Recommendations will be shared on our facebook page as the year progresses, but you’re invited to ask pastors and fellow church members for suggested titles, as well as visit an online bookstore for help and reviews. But to start us off – Here are some possible ideas for January – “Attributes of God”
- The Attributes of God by A.W. Pink (Baker, 128 pages)
- The Knowledge of the Holy by A.W. Tozer (HarperOne, 128 pages)
- Our Awesome God by John MacArthur (Crossway, 176 pages)
- One Holy Passion: The Attributes of God by R.C. Sproul (out of print?)
- None Like Him: 10 Ways God is Different From Us by Jen Wilkin (Crossway, 176 pages)
- Knowing God by J.I. Packer (IVP Press, 286 pages)
- The Existence & Attributes of God by Stephen Charnock (Baker, 1152 pages)
- Specific sections of “Theology Proper” inside a Systematic Theology volume (i.e. Wayne Grudem – pp.141-225, Louis Berkhof, Robert Culver, Millard Erickson, Gregg Allison, etc.)

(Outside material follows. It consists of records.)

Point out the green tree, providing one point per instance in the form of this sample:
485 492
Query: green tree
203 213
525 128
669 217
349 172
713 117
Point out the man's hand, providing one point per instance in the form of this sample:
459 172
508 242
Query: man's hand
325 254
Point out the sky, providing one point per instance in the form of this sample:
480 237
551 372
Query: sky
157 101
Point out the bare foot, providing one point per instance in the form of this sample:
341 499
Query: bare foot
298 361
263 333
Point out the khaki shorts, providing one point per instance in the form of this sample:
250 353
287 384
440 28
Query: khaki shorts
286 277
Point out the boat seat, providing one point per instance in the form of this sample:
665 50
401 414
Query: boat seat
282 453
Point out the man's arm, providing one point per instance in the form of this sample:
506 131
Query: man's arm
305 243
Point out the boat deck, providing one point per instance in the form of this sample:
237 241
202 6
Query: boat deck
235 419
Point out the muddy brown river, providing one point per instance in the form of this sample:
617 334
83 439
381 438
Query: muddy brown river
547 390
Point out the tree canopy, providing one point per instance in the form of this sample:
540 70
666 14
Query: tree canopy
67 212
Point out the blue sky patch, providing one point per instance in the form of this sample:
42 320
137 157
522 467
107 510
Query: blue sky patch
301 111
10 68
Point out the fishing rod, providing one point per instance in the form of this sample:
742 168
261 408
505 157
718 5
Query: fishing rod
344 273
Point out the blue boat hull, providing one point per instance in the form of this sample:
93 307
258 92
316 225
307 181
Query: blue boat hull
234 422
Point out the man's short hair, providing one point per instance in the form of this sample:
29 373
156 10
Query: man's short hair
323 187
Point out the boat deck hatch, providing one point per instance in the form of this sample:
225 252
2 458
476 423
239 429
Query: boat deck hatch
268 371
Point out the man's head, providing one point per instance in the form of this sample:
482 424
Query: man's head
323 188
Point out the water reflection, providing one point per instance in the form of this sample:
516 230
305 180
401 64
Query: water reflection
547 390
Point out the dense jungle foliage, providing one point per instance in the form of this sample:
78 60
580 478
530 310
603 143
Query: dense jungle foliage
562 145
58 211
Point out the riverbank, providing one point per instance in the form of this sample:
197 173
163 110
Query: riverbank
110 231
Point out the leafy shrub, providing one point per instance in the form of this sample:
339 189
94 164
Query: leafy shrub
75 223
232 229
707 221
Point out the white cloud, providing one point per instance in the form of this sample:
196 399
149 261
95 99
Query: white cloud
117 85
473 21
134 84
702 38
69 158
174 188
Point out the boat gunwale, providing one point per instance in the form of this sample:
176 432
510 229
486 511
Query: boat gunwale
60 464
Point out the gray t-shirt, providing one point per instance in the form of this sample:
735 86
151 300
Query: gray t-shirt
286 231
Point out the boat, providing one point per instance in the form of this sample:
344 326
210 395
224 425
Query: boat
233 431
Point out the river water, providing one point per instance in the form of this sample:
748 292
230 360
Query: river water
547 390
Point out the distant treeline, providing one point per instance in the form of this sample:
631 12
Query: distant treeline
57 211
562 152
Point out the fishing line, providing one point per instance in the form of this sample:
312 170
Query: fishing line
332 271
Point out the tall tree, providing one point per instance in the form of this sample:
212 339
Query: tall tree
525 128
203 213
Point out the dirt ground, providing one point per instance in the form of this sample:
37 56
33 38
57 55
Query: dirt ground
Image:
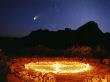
101 70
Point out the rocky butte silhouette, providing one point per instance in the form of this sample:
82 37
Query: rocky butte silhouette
88 34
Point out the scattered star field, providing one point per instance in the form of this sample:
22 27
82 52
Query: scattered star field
20 17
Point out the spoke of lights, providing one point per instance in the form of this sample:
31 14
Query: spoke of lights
58 67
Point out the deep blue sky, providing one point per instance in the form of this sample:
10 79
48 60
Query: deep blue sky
17 16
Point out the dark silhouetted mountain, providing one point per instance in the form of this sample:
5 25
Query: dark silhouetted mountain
88 35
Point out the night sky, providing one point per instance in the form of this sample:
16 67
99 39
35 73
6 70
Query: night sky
20 17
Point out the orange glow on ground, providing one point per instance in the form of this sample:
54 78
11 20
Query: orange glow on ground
59 67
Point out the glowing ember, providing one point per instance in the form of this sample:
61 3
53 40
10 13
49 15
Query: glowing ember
58 67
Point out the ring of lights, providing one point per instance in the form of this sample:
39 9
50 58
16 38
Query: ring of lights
60 67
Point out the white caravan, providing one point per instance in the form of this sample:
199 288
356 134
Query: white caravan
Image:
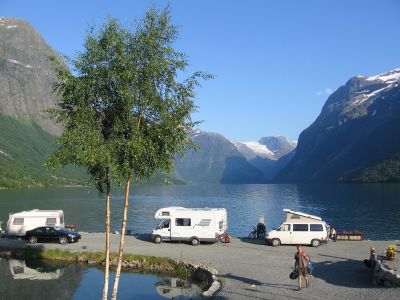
194 225
19 223
299 229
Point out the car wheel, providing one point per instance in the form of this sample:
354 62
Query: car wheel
62 240
275 242
315 243
195 241
33 239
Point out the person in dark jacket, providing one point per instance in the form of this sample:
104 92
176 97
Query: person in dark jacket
301 260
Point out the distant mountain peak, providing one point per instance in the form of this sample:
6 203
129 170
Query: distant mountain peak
387 77
271 147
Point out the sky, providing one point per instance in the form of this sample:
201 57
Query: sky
275 62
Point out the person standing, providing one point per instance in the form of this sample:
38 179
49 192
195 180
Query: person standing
333 234
300 264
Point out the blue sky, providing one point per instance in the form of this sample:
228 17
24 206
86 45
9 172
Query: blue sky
275 61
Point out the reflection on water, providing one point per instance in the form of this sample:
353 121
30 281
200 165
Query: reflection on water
176 288
21 270
38 280
22 279
369 208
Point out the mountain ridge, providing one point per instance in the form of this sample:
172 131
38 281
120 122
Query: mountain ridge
362 114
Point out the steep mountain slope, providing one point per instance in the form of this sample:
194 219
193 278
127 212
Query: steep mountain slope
269 154
26 76
24 147
357 128
216 161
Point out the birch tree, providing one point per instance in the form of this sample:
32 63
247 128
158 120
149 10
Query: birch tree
125 114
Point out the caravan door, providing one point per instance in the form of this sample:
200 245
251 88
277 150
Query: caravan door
164 230
285 234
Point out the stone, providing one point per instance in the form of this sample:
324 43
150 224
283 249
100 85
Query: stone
387 283
81 258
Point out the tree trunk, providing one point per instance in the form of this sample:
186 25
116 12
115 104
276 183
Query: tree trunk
122 240
107 254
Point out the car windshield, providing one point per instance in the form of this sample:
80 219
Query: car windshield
63 230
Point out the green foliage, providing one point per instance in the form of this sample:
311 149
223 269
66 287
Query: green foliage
24 147
123 111
385 171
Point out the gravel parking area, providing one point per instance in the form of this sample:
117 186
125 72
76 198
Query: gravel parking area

Finding time to read can be difficult, depending on where we are and who we are. Nevertheless, we do have the time to read. Question is whether we will prioritize it by “putting off” in order to “put on”… by saying “no” to some things, in order to say “yes” to better things. Carl Honore once wrote, “We live in a world of scarce understanding and abundance of information. We complain that we never have any time, yet we seek distraction.” We can turn off the TV, we don’t have to participate in every extracurricular activity out there, we can stop web surfing, we can renew our minds. Spurgeon said, “The way to get a mind worth having is to get one stored with things worth keeping.” Apostle Paul commanded in Philippians 4:8, “Finally, brothers, whatever is true, whatever is honorable, whatever is just, whatever is pure, whatever is lovely, whatever is commendable, if there is any excellence, if there is anything worthy of praise, dwell on these things.”
May we stir one another up towards love and good deeds (Hebrews 10:24-25), partly through a means of fellowship in sharing the blessings of reading good books in love of God and in love of people, to His joy and ours. As Dr. Albert Mohler recently encouraged, “Books are almost always read alone, but they are seldom truly enjoyed alone.” Happy reading, dear brothers and sisters.
NOTE: For LBCOC members, for those who have read at least 70 pages in each kind of category by December 31, 2017, you earn a special end-of-year meal invite!